Yonsei student rebellion

September 11, 1996
Issue 

August 13 — Students begin three-day festival at Yonsei University, calling for unification with North Korea. Hundreds of radicals, who also demand the withdrawal of 37,000 US troops stationed in the South, are blocked from leaving Seoul to march towards the border. The festival is outlawed.

August 14 — Riot police backed by helicopters and armoured vehicles firing tear gas storm Yonsei to break up the festival. Students shelter at a classroom complex and a science block. Police ring the campus.

August 15 — About 6000 students gather at Yonsei to mark the 51st anniversary of the end of World War II, which liberated Korea from 35-year Japanese colonial rule but divided the peninsula into communist North and the capitalist South. Police storm Yonsei again.

August 16 — Police raid the campus again to try to arrest about 3600 students continuing violent protests. They pull back after failing to seize the students. Some students sneak off the campus into surrounding hills.

August 17 — More than 10,000 riot police storm the university for the fourth straight day and mass around the two buildings. More than 2000 students hole up inside.

August 18 — Police step up pressure on students by stopping parents from delivering food and medicine. Police seek to cut power supply to the buildings but the university refuses permission because a blackout could spoil costly projects under way in laboratories.

August 19 — Weary students begin fainting and ambulances rush about a dozen of them, some unconscious, to hospital. More than 10 students surrender. Police warn they could use firearms to break up violent protests. Prime Minister Lee Soo-sung vows severe punishment for radical leaders but promises leniency for students who have simply taken part in occupation.

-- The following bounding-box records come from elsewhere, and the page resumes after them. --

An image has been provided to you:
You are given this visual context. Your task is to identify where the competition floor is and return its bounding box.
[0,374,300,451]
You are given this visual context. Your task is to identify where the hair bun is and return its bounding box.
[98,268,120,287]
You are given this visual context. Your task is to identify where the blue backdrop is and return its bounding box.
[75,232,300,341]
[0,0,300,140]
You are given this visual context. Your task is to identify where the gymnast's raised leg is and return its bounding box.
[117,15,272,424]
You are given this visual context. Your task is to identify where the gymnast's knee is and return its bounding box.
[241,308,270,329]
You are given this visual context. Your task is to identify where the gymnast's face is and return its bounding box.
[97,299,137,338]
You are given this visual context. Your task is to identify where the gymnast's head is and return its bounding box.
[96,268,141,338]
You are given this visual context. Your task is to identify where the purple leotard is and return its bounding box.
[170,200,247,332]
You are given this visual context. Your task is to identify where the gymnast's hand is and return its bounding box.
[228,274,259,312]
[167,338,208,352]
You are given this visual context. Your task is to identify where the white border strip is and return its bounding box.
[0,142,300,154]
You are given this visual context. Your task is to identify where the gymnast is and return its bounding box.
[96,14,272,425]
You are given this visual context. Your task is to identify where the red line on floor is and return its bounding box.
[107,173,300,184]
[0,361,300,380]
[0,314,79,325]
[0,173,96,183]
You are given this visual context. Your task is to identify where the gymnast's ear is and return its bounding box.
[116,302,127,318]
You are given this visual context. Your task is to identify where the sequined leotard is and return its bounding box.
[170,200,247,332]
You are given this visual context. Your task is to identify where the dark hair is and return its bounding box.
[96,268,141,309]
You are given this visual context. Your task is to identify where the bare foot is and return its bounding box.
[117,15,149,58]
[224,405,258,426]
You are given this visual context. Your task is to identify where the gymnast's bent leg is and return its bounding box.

August 20 — Crack police units backed by helicopters storm the classroom building to end occupation. Hours later, students at the science block escape into narrow alleyways and hills surrounding Yonsei. Police arrest more than 1000 students from the captured complex and more than 700 fleeing from the science block. The police smash through a bonfire of wooden desks and chairs engulfing the main entrance of a teaching block and flush out about 1000 mostly female students after a pitched battle. Hours later, a further 1000 or so terrified students holed up in a nearby science block fled into alleys and hills surrounding the campus, where they were hunted down. They had earlier threatened to explode gas canisters and dangerous chemicals seized from laboratories.